The second single "Obsession (I Love You)" was written with the music production team The Matrix and featured an electropop vibe. It became a top-twenty hit for Amiel in Australia. "The song went through many changes and has had many lives" states Amiel. She explains "In the end it [the song] took on a kind of Nine Inch Nails vibe. That’s what Josh is like. He becomes obsessed and driven toward a particular thing and in this song that is what he wanted. It totally works for this song to be dark and strange because it helps illustrate the obsessive, deluded character that I am playing". The song was the twentieth highest selling single in Australia, for an Australian artist, for 2003.

"Tonight", the third single, was the album's least successful single, peaking at number sixty-four in Australia. Amiel wrote the song it in a day with Stuart Crichton and Barry Palmer. Amiel states "Stuart had this William Orbit kind of groove and Barry had a nice riff and it evoked an image for me. It's a meditative song. Then when we had finished Josh remixed it into a 60’s psychedelic thing, he sped it up and gave it its 'Tomorrow Never Knows' type feel.

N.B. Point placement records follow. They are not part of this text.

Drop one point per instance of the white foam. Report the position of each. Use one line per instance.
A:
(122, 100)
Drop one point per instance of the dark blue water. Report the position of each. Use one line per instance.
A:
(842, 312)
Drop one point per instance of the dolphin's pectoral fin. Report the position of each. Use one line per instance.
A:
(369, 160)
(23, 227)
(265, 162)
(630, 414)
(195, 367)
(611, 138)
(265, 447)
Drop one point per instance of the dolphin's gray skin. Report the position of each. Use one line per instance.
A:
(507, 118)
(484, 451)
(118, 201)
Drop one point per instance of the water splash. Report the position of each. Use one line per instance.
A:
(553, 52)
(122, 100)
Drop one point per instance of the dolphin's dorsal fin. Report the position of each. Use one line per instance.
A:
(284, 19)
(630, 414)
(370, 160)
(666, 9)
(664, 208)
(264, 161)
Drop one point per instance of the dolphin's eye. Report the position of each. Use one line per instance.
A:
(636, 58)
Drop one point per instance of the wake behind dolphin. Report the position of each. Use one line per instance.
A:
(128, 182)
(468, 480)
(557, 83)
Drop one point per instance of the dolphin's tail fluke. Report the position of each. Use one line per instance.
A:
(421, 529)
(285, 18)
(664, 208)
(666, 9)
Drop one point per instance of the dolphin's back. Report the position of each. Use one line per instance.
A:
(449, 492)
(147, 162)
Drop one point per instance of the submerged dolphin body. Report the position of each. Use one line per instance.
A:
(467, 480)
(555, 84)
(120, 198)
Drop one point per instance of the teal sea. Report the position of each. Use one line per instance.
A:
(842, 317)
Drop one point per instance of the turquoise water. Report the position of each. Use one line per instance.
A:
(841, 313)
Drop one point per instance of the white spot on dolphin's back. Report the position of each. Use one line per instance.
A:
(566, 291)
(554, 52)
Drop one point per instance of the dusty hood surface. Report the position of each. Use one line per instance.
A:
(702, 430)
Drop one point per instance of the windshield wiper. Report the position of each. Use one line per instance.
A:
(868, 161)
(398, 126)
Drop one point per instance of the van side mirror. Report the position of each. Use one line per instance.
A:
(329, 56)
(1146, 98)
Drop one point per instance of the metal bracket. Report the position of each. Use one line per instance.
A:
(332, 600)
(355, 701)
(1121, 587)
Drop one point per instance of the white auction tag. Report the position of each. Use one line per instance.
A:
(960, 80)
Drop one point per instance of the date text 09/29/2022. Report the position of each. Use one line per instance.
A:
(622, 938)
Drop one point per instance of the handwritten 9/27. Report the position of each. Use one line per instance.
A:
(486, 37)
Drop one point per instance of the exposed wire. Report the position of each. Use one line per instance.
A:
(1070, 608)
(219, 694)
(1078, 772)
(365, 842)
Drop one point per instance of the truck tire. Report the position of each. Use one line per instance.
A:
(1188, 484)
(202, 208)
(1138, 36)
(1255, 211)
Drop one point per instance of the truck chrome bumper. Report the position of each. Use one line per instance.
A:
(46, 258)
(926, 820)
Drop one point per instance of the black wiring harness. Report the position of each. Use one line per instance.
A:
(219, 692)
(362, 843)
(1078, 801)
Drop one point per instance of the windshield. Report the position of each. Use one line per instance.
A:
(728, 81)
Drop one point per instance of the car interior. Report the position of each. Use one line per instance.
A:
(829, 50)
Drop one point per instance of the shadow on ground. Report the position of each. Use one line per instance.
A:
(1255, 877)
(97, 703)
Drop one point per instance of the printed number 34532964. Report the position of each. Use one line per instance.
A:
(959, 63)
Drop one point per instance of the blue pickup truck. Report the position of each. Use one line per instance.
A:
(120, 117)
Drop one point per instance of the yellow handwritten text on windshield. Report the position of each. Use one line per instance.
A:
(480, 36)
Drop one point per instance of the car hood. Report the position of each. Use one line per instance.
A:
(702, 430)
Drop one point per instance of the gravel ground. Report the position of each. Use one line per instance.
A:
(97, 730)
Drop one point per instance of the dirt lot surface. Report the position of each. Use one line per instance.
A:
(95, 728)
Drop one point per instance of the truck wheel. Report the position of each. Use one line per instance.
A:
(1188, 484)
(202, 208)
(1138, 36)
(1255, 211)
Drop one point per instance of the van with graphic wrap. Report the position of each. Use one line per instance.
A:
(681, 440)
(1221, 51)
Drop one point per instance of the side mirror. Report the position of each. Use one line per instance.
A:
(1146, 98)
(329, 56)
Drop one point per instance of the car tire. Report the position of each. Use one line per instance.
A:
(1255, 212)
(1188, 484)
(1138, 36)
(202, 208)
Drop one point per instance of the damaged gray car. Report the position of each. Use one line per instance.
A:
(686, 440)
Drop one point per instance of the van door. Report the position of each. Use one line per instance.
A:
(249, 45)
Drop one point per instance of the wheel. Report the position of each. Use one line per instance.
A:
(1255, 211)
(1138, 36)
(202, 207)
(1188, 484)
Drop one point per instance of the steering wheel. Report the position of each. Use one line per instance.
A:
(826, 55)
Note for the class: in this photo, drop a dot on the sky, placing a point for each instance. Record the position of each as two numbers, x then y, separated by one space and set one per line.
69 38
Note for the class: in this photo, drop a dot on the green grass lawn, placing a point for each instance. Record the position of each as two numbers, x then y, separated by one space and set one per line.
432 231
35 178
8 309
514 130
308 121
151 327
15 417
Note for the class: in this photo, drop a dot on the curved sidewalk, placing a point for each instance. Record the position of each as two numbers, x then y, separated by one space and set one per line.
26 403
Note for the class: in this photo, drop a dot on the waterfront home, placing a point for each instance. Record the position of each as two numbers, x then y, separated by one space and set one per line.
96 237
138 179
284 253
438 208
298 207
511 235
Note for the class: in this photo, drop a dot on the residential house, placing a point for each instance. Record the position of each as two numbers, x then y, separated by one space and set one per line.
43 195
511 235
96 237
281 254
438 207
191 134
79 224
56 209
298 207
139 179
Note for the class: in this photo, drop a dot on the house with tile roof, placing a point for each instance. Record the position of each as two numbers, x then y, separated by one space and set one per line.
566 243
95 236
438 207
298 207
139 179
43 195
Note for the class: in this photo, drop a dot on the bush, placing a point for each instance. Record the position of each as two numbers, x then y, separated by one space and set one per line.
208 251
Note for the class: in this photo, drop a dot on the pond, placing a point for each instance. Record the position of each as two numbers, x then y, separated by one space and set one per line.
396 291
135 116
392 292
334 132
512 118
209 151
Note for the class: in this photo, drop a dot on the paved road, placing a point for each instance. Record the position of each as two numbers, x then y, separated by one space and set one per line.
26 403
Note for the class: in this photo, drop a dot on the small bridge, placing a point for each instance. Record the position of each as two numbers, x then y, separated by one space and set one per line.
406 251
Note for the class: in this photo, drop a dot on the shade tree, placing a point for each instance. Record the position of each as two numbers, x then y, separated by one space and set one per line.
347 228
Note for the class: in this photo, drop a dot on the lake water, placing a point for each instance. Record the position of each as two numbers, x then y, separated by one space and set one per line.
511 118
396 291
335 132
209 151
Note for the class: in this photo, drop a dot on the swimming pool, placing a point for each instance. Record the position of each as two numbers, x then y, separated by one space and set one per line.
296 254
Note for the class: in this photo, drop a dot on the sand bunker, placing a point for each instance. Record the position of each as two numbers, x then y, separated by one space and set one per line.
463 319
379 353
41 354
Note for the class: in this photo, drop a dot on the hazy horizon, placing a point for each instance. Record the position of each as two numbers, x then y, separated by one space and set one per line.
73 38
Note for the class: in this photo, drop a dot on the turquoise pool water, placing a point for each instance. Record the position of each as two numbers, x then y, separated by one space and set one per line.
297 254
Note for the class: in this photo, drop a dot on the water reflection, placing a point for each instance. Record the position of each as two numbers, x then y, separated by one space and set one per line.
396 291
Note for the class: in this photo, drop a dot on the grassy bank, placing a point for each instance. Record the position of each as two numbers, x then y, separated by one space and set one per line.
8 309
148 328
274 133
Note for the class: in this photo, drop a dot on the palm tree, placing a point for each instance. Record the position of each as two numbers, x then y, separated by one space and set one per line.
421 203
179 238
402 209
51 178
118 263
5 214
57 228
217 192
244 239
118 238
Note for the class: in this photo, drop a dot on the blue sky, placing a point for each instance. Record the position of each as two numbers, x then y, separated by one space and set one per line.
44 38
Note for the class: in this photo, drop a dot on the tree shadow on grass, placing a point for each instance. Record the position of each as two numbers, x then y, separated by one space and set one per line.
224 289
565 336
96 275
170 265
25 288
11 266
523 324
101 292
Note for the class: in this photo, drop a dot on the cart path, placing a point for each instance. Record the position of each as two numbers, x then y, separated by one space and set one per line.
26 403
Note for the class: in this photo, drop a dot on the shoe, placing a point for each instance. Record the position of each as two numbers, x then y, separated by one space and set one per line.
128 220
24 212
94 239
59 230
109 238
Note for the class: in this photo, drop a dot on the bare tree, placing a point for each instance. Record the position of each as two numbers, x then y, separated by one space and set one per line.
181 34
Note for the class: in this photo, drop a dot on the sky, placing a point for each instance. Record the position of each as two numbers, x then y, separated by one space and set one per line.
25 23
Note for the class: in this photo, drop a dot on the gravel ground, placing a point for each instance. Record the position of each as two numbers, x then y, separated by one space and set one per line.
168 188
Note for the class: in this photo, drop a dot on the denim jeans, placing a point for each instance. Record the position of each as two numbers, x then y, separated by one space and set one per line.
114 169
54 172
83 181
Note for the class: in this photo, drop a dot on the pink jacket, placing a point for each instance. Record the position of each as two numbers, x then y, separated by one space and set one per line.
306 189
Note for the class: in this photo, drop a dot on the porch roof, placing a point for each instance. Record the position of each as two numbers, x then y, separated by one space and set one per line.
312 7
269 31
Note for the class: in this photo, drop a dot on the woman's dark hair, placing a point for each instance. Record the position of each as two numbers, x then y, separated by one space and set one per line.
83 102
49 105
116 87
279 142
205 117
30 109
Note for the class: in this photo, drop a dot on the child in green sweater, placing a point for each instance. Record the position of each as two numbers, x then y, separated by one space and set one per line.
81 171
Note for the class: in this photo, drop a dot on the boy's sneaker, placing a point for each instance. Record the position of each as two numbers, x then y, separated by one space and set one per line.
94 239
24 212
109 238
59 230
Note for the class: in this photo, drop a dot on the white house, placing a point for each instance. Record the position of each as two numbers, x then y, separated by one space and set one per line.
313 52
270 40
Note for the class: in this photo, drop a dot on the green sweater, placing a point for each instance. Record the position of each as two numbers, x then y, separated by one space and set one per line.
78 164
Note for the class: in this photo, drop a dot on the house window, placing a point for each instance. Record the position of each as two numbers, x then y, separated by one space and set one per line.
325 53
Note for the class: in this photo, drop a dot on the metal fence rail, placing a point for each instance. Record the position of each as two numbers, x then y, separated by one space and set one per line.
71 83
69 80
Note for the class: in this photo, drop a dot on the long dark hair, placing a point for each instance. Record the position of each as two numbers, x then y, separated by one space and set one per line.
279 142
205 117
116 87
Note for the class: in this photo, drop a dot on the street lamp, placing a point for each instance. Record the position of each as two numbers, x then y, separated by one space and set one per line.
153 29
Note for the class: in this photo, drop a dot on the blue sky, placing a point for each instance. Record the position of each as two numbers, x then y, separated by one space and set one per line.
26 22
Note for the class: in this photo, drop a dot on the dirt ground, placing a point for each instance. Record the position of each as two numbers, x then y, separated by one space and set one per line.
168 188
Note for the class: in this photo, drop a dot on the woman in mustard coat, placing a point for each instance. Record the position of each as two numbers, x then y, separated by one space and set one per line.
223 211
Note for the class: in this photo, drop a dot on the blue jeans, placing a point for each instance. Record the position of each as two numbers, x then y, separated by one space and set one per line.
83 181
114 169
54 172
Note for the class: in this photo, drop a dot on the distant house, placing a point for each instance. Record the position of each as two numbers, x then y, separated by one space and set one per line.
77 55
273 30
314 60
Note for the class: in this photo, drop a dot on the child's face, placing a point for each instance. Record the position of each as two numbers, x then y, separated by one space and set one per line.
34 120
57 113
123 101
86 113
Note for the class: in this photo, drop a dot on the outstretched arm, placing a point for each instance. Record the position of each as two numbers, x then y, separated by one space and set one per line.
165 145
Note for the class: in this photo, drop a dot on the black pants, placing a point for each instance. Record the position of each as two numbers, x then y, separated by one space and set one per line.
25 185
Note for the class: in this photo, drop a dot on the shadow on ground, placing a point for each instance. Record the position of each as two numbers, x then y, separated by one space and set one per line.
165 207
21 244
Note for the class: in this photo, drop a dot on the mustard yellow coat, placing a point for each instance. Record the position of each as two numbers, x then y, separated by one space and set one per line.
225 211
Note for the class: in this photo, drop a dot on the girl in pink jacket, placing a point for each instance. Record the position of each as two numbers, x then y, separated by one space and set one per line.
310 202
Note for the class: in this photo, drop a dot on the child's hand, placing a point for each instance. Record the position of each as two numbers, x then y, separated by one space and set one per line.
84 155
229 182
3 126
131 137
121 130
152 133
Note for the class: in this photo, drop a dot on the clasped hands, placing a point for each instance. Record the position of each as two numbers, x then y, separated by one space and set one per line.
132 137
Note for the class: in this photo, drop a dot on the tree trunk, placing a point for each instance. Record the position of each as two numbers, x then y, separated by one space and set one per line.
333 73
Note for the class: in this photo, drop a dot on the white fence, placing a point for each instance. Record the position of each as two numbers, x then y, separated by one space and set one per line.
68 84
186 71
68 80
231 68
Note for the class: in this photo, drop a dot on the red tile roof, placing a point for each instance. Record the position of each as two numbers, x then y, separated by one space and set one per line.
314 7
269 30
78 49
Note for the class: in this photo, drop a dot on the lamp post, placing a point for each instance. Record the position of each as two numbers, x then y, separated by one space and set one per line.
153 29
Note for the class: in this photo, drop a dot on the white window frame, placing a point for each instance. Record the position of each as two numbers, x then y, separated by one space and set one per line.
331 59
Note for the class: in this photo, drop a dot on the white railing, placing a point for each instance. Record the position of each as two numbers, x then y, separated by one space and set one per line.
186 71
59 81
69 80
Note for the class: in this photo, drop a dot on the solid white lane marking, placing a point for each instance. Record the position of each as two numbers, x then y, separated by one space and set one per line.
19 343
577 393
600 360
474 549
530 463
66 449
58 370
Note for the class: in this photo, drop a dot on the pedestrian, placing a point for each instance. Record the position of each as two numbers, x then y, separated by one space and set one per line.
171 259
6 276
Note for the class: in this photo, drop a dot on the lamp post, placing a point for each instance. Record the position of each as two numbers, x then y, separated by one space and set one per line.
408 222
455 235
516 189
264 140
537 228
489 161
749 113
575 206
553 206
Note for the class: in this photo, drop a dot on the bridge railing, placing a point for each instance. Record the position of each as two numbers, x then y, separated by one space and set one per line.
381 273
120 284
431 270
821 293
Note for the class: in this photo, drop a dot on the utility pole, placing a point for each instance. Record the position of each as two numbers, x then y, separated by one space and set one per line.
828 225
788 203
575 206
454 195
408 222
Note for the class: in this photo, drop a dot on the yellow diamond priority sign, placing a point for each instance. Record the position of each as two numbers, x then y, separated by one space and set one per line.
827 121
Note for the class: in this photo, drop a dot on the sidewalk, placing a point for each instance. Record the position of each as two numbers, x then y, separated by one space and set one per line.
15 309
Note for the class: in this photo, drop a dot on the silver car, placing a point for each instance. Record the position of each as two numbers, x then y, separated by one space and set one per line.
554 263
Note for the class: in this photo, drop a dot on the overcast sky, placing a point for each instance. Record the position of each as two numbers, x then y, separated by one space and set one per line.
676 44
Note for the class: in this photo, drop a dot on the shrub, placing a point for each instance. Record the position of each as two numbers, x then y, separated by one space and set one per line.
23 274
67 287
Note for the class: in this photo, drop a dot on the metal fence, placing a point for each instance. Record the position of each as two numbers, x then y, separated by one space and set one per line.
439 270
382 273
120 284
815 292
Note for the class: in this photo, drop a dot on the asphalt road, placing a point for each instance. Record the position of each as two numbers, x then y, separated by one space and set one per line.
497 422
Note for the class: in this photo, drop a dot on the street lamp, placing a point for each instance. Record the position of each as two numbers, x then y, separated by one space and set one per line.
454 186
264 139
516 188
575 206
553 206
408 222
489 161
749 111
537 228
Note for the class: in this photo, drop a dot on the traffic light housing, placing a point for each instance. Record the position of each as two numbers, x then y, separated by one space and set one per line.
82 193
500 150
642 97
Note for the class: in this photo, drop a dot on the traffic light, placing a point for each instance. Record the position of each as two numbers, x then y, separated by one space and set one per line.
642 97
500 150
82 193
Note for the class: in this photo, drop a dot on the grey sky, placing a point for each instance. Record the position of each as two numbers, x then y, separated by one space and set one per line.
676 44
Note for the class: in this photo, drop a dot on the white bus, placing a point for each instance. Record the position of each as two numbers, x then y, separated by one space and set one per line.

It’s easy to tell from this song that he is obsessed with The Beatles!." The CD single was released in Australia on 29 September 2003 and featured remixes of "Tonight" by Ken Cloud and Kid Kenobi.

== Track listing ==

| No. | Title | Writer(s) | Length |
|---|---|---|---|
| 1. | "Lovesong" | Amiel Daemion | 3:31 |
| 2. | "Tonight" | Stuart Crichton, Daemion, Barry Palmer | 3:38 |
| 3. | "Clair De Lune" | Josh Abrahams, Daemion | 3:27 |
| 4. | "Side by Side" | Daemion, Palmer | 3:21 |
| 5. | "Missing the Music" | Abrahams, Daemion | 4:12 |
| 6. | "All of Me" | Lauren Christy, Daemion, Graham Edwards, Scott Spock | 3:56 |
| 7. | "Obsession (I Love You)" | Christy, Daemion, Edwards, Spock | 3:55 |
| 8. | "Games We Play" | Daemion | 3:54 |
| 9. | "Theme for a One Night Stand" | Abrahams, Daemion | 4:45 |
| 10. | "Final Piece" | Daemion | 4:34 |
| 11. | "Nothing Can Break Me" | Daemion, Krish Sharma | 4:12 |

Japan edition
| No. | Title | Length |
|---|---|---|
| 12. | "Lovesong" (uncensored version) | 3:31 |
| 13. | "Lovesong" (music video) | 3:43 |
| 14. | "Obsession (I Love You)" (music video) |  |

Australian second disc DVD
| No. | Title | Length |
|---|---|---|
| 1. | "Lovesong" (censored music video) | 3:28 |
| 2. | "Obsession (I Love You)" (music video) | 3:43 |
| 3. | "Lovesong" (Monument mix) | 4:37 |
| 4. | "Obsession (I Love You)" (Rogue Traders Denim Tribute mix) | 7:16 |
| 5. | "Obsession (I Love You)" (Infusion Underground mix) | 8:37 |

== Charts ==

| Chart (2003) | Peak position |
|---|---|
| Australian ARIA Albums Chart | 17 |
| Chart (2004) | Peak position |
| Japan Albums Chart | 20 |

==Certifications==

| Region | Certification | Certified units/sales |
| Australia (ARIA) | Gold | 35,000^{^} |
^{^} Shipments figures based on certification alone.

== Release history ==

| Region | Date | Label | Format | Catalogue |
|---|---|---|---|---|
| Australia | 18 August 2003 | Festival Records | CD | 336352 |
| Japan | 11 February 2004 | Sony Japan | CD | SICP-521 |
| Germany | 14 June 2004 | Ministry of Sound | CD | ? |

== Personnel ==
- Josh Abrahams – drum programming, electric guitar, keyboard.
- Andy Baldwin – drum programming, keyboard.
- Stuart Crichton – drum programming (track 4).
- Amiel Daemion – drum programming (tracks 8 and 9).
- Andy Page – drum programming, electric guitar, keyboard.
- Krish Sharma – drum programming (track 11).